Pensez-vous qu’au prochain Tour de France, il y aura des François qui partiront un jour avant les étapes ? 


Clovis : Et bien pourquoi pas ! Et effectivement, il me semble qu’il y a un journaliste du Monde, ancien patron du journal, qui veut accompagner une association avec des coureurs amateurs pour vivre aussi cette aventure. C’est un bon défi à se lancer, non pas pour crâner et se dépasser physiquement, mais le faire tranquillement, à son rythme, car c’est quelque chose de fabuleux. Tous autant qu’on est, on pourrait se retrouver sur un vélo et en faire beaucoup plus que ce que l’on pense.
Clovis, étiez-vous déjà un habitué du vélo avant de participer au film ? 


Clovis : Moi je suis sportif depuis tout petit, mais le vélo pas du tout ! J’avais une base mais j’étais loin d’être un pro, donc j’ai appris à pédaler et c’est une expérience fabuleuse. Je suis plutôt course et marche à la base. Mais je suis resté à un niveau débutant, d’ailleurs quand j’ai couru un marathon une fois, j’ai dû mettre presque 5 heures, donc tranquillement et histoire de ne pas être totalement cramé à l’arrivée (rires). Mais, pour en revenir au film, quand vous arrivez au bout de plusieurs heures de vélo, vous êtes fatigués mais en même temps il faut pouvoir rester concentré, mais les traits sont tirés après avoir pédalé toute la journée…! Il faut surtout rester dans un même mouvement pour pouvoir pédaler à côté de la caméra, pour les différents plans du film.

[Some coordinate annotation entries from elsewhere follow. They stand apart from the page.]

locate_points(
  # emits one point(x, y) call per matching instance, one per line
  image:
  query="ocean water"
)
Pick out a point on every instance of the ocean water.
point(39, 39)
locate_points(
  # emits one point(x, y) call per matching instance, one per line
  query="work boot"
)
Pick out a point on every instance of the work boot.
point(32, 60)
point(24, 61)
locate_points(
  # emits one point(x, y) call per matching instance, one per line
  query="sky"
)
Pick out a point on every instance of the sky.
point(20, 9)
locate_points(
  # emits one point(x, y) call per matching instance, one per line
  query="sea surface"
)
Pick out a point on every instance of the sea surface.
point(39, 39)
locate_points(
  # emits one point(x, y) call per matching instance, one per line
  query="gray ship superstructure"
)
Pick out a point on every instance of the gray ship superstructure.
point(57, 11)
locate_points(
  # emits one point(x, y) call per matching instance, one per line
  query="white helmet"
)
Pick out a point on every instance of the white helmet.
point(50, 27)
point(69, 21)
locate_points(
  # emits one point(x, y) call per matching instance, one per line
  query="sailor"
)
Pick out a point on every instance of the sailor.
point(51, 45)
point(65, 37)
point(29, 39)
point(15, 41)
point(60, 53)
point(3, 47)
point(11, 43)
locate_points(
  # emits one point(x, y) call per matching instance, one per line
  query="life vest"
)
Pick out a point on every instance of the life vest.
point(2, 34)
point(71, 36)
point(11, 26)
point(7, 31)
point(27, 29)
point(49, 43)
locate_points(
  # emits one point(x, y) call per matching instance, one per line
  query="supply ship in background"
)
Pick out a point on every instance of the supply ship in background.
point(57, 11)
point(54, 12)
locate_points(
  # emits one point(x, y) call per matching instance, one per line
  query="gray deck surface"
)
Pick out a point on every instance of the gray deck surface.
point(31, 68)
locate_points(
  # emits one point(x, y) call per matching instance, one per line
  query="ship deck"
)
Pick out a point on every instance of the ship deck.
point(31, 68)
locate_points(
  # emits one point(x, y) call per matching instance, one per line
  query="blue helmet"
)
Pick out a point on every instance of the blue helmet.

Avez-vous suivi un régime alimentaire particulier ? 


Clovis : Effectivement, on a fait un régime alimentaire « Frosties » avec le tigre est en toi (rires) ! C’était avant tout pour éliminer du poids. C’est comme un sac à dos, plus on vide le poids du sac, plus on est léger et plus c’est facile. Ça évite également des tendinites et des fractures, on se sent plus à l’aise pour pédaler.



Laurent, en tant que réalisateur, est-ce que vous sentiez cette pression du coureur ?
Laurent : Je ressentais la pression surtout par rapport aux coureurs semi pros, qui nous ont beaucoup aidés et qui étaient les compagnons de Tony Aniello. C’était des types super. Ils font des courses de très haut niveau, des sacrifices pour s’entraîner, et ils ont tous un vrai boulot à côté. La pression était plus avec eux sur l’exigence que demande ce sport. L’hygiène qu’ils ont, c’est impressionnant. C’est vraiment des gens à découvrir !

Clovis, pensez-vous un jour faire un tandem avec Benoît Poelvoorde, autre fameux acteur de vélo ? 


J’ai déjà eu la chance de jouer quelques scènes avec Benoît, dans « Astérix » notamment, c’est un acteur et une personne que j’adore… Ce serait effectivement rigolo de faire une rencontre avec les personnages de François et Ghislain, mais bon il faut tout d’abord que le film marche bien ! (rires).